Tertullian courtesy of Romana Klee and Flickr
The Life of Tertullian
Upon being immersed into the theological world of Christian life, it is not long before one is confronted with the question “What indeed has Athens to do with Jerusalem.” Distraught over the insistence on merging Christian doctrine with secular philosophy, it was Tertullian of Carthage who uttered this phrase . . . or rather wrote it. Much of his life would be defined by this very stance.
A contemporary of Clement of Alexandria (click here
to see our study on him last week) Tertullian focused much of his efforts countering the work of Clement. Prior to this, Tertullian has already established roots in the secular world himself, having not been converted until about AD 190. Born about AD 150, Tertullian was a lawyer who, upon conversion, devoted the rest of his life and skills to defending the Christian faith, even traveling to Rome a number of times to further this defense.
Tertullian is often overlooked in historical church studies, probably partly because of the traditional claims that he joined the Montanist movement of ‘New Prophecy.’ Upon defecting from the Orthodox Church in AD 207, Tertullian clearly joined elsewhere. Although we cannot be completely certain about his movements from there, we have no reason to suspect that the tradition that connects Tertullian to ‘New Prophecy’ to be untrue. What is known is that Tertullian left the Orthodox Church due to the moral and theological decline of the church and the people.
The Legacy of Tertullian
Upon his death around AD 212, the legacy of Tertullian is left behind through his theological developments laid out in the 30 volumes of work available to us today. Tertullian’s contributions center around several areas.
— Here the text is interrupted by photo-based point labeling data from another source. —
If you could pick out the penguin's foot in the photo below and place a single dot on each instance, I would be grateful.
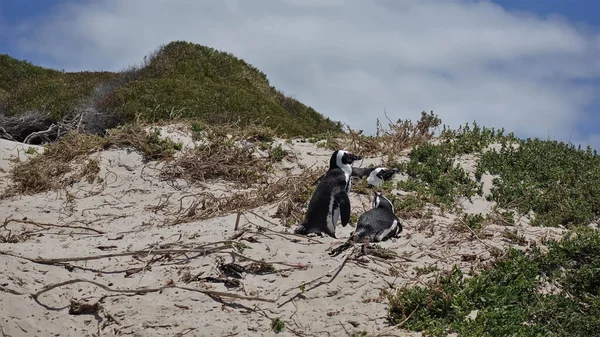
(338, 250)
(300, 229)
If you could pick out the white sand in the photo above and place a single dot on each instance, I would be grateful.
(120, 209)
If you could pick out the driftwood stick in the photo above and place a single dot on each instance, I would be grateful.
(105, 256)
(38, 224)
(237, 221)
(149, 290)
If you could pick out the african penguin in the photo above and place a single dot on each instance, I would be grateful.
(375, 175)
(380, 223)
(330, 199)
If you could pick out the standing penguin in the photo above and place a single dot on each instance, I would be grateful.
(330, 199)
(380, 223)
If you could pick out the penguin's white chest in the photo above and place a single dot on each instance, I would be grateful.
(333, 215)
(374, 180)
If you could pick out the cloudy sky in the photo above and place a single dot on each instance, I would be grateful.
(531, 66)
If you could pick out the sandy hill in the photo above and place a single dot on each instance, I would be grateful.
(184, 230)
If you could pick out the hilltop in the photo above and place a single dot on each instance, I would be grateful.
(186, 230)
(178, 80)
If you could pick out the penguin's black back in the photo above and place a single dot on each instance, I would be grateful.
(375, 221)
(334, 181)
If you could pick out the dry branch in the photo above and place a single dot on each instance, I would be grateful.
(39, 224)
(142, 291)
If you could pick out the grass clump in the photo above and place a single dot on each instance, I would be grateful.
(511, 296)
(220, 156)
(50, 169)
(433, 174)
(470, 139)
(67, 160)
(390, 141)
(557, 181)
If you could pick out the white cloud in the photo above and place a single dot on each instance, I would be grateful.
(350, 60)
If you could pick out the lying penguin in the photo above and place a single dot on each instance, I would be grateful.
(330, 199)
(375, 175)
(380, 223)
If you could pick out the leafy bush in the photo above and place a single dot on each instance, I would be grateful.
(557, 181)
(432, 173)
(508, 296)
(178, 80)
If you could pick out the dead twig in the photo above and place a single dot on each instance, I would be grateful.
(39, 224)
(10, 291)
(143, 291)
(105, 256)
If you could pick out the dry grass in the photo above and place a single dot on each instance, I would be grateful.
(67, 160)
(226, 152)
(290, 207)
(390, 141)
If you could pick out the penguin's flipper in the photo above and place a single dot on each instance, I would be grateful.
(344, 204)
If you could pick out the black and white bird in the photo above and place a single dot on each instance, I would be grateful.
(330, 199)
(375, 175)
(380, 223)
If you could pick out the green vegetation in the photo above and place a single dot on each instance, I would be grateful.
(512, 296)
(277, 325)
(432, 173)
(179, 80)
(557, 181)
(25, 87)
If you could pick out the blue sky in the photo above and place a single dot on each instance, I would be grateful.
(531, 66)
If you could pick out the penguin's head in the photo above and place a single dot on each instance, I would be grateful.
(342, 158)
(379, 201)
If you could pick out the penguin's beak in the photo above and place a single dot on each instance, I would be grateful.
(353, 157)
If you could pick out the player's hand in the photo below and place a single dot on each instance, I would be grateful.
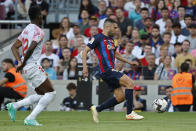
(19, 66)
(85, 72)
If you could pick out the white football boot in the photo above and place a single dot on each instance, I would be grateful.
(134, 116)
(95, 114)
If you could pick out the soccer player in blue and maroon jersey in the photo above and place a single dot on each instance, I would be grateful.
(104, 47)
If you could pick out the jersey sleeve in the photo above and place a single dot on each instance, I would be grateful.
(38, 35)
(93, 43)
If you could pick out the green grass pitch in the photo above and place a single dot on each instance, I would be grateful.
(109, 121)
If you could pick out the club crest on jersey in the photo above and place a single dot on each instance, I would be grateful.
(92, 40)
(110, 47)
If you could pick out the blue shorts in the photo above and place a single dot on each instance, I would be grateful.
(112, 78)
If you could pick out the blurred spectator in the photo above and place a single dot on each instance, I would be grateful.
(122, 45)
(188, 21)
(138, 103)
(109, 11)
(128, 55)
(123, 23)
(156, 39)
(73, 41)
(89, 7)
(135, 73)
(184, 55)
(156, 12)
(170, 107)
(140, 23)
(64, 61)
(93, 21)
(168, 26)
(54, 59)
(147, 51)
(79, 55)
(23, 7)
(50, 71)
(135, 14)
(162, 22)
(12, 85)
(72, 72)
(102, 9)
(70, 103)
(172, 12)
(190, 8)
(181, 96)
(147, 27)
(148, 71)
(178, 49)
(164, 71)
(78, 46)
(85, 21)
(166, 39)
(131, 5)
(63, 43)
(177, 36)
(192, 37)
(43, 6)
(65, 29)
(138, 50)
(135, 36)
(6, 8)
(181, 14)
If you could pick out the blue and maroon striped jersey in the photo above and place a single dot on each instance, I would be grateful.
(105, 50)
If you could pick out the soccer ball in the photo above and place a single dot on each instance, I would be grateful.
(159, 105)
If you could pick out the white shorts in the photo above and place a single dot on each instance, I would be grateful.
(34, 74)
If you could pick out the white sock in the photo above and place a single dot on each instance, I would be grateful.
(43, 102)
(27, 101)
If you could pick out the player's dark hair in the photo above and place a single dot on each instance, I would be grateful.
(188, 16)
(71, 86)
(164, 8)
(167, 87)
(62, 35)
(144, 9)
(109, 21)
(33, 12)
(184, 67)
(180, 7)
(45, 59)
(156, 27)
(188, 60)
(8, 60)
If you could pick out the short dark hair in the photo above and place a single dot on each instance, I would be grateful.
(109, 21)
(180, 7)
(71, 86)
(45, 59)
(33, 12)
(8, 60)
(144, 9)
(164, 8)
(62, 35)
(177, 24)
(184, 67)
(156, 27)
(188, 16)
(167, 87)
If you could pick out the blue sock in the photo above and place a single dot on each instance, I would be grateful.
(129, 100)
(107, 104)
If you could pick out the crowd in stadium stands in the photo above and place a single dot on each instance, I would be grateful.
(159, 35)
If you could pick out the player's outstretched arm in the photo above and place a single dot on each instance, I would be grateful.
(15, 50)
(119, 57)
(30, 51)
(84, 56)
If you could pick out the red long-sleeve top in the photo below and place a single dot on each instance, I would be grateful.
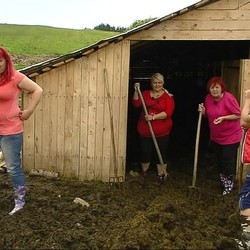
(161, 127)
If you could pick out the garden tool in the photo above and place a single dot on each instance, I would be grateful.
(241, 162)
(162, 165)
(193, 190)
(114, 181)
(19, 198)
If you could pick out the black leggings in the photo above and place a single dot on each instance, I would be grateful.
(148, 151)
(226, 157)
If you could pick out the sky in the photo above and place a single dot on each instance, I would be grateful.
(80, 14)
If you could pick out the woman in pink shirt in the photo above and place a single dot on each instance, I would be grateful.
(223, 113)
(12, 83)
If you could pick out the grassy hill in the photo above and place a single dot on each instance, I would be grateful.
(30, 44)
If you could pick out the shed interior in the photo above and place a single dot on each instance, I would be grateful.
(186, 66)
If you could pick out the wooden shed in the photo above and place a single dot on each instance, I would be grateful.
(84, 127)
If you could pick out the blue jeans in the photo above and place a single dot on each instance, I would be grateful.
(11, 146)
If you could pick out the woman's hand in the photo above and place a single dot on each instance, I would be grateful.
(149, 117)
(136, 86)
(218, 120)
(201, 108)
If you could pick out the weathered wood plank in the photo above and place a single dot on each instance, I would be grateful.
(46, 122)
(61, 118)
(69, 89)
(76, 133)
(92, 85)
(122, 127)
(108, 161)
(52, 164)
(100, 92)
(84, 119)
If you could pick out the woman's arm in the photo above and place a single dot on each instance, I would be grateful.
(36, 93)
(245, 113)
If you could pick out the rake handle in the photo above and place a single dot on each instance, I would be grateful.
(196, 149)
(150, 127)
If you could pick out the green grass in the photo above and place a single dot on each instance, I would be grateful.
(35, 40)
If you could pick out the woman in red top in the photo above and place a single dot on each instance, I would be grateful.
(160, 106)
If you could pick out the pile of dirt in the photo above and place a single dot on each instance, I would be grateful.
(140, 213)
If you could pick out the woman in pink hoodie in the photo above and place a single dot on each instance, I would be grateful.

1) Philosophical Input in the Christian Life
Most notably, it was clear that Tertullian rejected any Christian studies that were not grounded in primary sources from the apostles or apostolic succession. It was in his writing Prescription Against Heresies where he made the noted comment “What indeed has Athens to do with Jerusalem” in an effort to lay forth the case that philosophy and Christianity should not be mixed.
2) The Christian Life
As Tertullian used his legal prowess to defend Christians and the Christian faith to those who sought to stamp it out through persecution he set forth some key definitions in the doctrine of the Christian Life. While that was not his primary purpose, he was one of the first to outline the role of worship and belief in the Christian life.
With a high view of Christ, Tertullian’s defenses brought reason into the argument about worshiping Christ. Using Logos in his explanation, Tertullian defined the rationality of worshiping Christ instead of any other God (or emperor for that matter).
4) The Trinity
If there is one area in which Tertullian had the greatest impact, it would have to be in the development of the Doctrine of the Trinity. As Praxeas sought to influence the debate about the Trinity, he systematically explained the details of the Trinity. However, his reductionist definitions eventually lead to what is known as modalism. To this end, Tertullian rejected Praxeas’ systematic analysis and wrote Against Praxeas that was the greatest work at the time. Using language later adopted by many, Tertullian gave us one of the clearest theologies of the Trinity up until that time, and would influence later teachings for centuries to come.
Perhaps Tertullian’s teachings against philosophy went to the extreme. Perhaps they didn’t go far enough. Regardless, both Clement and Tertullian had an impact in the development of our theology. Their foundations set forth a high view of God to be followed by those who followed.